It would be heavily mitigated on SSDs vs spindle drives, but still can present issues based on the orchestration. I do agree that it is basically mandatory on spindle drives, but I still believe the same would apply for SATA SSDs. Probably not much of an issue from an internal Apple SSD though.

And also, certain sample libraries already require higher buffers on SATA SSDs for simple playback due to the scripting. EDNA Earth comes to mind here... so that would add further complexity in a heavy orchestration.


----------



## Technostica (Dec 28, 2019)

Depending on workflow, I can see a single SATA SSD for samples being a bottleneck at times.
Surprised it hasn't been thoroughly tested and the info common knowledge by now as PCIe drives are fairly cheap and large and for PC Tower users it can be easy to install 3 or 4.


----------



## Dracarys (May 21, 2020)

Has there been any updates or benches on this topic?
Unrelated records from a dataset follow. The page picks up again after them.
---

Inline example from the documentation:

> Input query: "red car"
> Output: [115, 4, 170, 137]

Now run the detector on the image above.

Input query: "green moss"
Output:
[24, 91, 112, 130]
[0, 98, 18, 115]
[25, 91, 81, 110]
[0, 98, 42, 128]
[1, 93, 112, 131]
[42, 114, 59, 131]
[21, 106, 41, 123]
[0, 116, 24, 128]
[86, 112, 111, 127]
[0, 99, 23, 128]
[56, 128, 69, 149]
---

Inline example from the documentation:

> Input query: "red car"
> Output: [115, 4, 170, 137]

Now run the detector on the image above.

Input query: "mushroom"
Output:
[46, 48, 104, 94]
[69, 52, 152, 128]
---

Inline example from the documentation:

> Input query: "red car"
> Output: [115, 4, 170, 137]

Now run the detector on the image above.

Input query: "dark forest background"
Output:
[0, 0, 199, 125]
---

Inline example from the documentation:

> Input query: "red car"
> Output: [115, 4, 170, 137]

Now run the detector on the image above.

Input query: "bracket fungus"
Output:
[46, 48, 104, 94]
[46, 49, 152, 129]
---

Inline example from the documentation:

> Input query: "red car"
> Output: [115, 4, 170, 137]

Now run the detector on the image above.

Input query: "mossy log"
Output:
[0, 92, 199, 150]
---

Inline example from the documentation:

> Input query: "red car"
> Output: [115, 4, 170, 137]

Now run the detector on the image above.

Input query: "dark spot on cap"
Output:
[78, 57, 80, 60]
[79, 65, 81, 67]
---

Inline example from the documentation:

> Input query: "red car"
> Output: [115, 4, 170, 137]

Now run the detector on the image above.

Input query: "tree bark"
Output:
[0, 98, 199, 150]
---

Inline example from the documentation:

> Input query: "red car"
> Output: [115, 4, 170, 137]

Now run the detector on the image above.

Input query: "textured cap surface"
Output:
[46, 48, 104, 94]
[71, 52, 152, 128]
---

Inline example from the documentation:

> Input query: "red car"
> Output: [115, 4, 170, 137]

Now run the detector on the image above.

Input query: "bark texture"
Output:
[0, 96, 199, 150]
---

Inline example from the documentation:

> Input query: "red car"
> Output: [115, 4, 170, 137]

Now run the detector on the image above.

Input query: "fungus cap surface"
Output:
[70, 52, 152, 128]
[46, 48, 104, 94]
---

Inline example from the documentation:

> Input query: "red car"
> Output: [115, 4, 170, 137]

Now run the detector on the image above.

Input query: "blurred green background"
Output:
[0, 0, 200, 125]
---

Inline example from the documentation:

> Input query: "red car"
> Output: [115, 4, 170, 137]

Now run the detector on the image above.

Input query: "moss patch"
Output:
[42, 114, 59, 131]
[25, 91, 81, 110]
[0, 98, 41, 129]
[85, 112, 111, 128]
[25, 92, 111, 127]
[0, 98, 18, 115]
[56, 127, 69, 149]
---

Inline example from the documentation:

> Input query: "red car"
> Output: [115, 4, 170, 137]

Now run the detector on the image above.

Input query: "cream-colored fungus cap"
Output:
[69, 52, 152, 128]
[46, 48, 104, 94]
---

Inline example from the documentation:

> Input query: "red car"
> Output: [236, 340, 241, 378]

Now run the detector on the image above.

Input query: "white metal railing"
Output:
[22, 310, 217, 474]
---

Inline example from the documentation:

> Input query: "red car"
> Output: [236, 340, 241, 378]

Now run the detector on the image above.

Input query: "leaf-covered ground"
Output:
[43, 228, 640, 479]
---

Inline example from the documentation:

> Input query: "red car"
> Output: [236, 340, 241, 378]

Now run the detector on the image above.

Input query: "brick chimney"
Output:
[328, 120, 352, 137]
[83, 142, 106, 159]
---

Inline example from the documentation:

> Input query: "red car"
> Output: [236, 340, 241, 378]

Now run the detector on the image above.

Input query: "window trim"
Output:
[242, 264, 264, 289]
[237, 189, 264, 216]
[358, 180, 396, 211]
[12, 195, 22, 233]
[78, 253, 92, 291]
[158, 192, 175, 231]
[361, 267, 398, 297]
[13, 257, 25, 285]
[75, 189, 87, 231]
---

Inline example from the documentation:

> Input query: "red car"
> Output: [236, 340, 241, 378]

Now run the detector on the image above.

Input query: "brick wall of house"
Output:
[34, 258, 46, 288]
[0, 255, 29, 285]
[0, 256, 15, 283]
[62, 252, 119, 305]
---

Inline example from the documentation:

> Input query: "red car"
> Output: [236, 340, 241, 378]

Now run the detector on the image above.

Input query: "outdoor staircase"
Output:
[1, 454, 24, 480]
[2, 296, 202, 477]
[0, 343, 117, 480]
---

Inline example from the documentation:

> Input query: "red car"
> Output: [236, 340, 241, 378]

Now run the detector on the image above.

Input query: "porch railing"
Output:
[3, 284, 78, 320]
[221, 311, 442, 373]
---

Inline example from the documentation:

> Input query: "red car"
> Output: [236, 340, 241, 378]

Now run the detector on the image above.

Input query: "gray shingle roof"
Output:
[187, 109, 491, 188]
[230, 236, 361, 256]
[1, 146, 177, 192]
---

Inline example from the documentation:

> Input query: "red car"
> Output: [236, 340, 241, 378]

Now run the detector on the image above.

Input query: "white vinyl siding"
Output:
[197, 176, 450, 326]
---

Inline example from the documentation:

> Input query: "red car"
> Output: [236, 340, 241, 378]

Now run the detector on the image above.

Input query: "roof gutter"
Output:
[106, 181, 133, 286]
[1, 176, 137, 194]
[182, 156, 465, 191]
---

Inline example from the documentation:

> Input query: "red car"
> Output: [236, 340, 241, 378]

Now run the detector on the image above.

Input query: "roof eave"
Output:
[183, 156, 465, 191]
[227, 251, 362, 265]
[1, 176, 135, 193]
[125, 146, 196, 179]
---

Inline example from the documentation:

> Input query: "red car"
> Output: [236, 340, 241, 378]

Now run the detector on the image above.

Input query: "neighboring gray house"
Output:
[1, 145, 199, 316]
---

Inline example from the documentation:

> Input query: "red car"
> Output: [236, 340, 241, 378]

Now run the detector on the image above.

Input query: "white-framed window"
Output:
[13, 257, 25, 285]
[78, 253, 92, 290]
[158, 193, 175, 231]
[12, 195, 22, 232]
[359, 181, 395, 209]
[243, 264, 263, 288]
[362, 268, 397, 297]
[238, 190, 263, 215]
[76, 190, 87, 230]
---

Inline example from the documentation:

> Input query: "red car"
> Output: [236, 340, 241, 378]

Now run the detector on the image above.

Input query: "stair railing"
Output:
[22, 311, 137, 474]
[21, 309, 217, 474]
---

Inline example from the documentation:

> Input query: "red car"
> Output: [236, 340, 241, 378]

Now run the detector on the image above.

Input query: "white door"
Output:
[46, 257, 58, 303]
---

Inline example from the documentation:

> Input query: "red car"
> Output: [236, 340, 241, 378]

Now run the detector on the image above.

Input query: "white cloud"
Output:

I'm currently trying to decide on a 2tb(x2) vs one 4tb for a laptop.


----------



## GtrString (May 21, 2020)

I have run my libraries from external 2tb +1tb enclosures for about two years and no failures. Remember that the drives still needs about 20% empty space to perform the best. I have backups of the ssd’s on a 6tb regular WD drive, so if they fail, I can transfer back to a new ssd. Most libraries you can also download again as another backup option, so Im happy enough with this system.


----------



## DavoM (May 21, 2020)

I currently have a MacBook Pro 2017 i7 Quad Core with a 1TB NVMe internal hard drive. I need to get an external hard drive for samples. By transferring my samples to a standard 550m/sec 1TB Samsung SSD, will I notice a huge slowdown? Should I go for the slightly better USB 3.2 Crucial X8 that has read writes of around 1050m/s, or shall I go the whole hog with a TB3 SSD/ TB3 enclosure and NvMe?


----------



## Sunny Schramm (May 21, 2020)

system, cubase and all my libraries on one "970 Evo Plus" - no problems at all. but my projects arent that big - I think max 30 tracks with kontakt and some other vst´s.


----------



## toomanynotes (May 24, 2020)

Sunny Schramm said:


> system, cubase and all my libraries on one "970 Evo Plus" - no problems at all. but my projects arent that big - I think max 30 tracks with kontakt and some other vst´s.


 More than enough, I always find it baffling the people that use 'massive' 200 track orchestration projects don't sound any better than a 20 track with good orchestration. Kinda like a big dick competition. A small dick can get the job done...Im not sayin i have a small one.


----------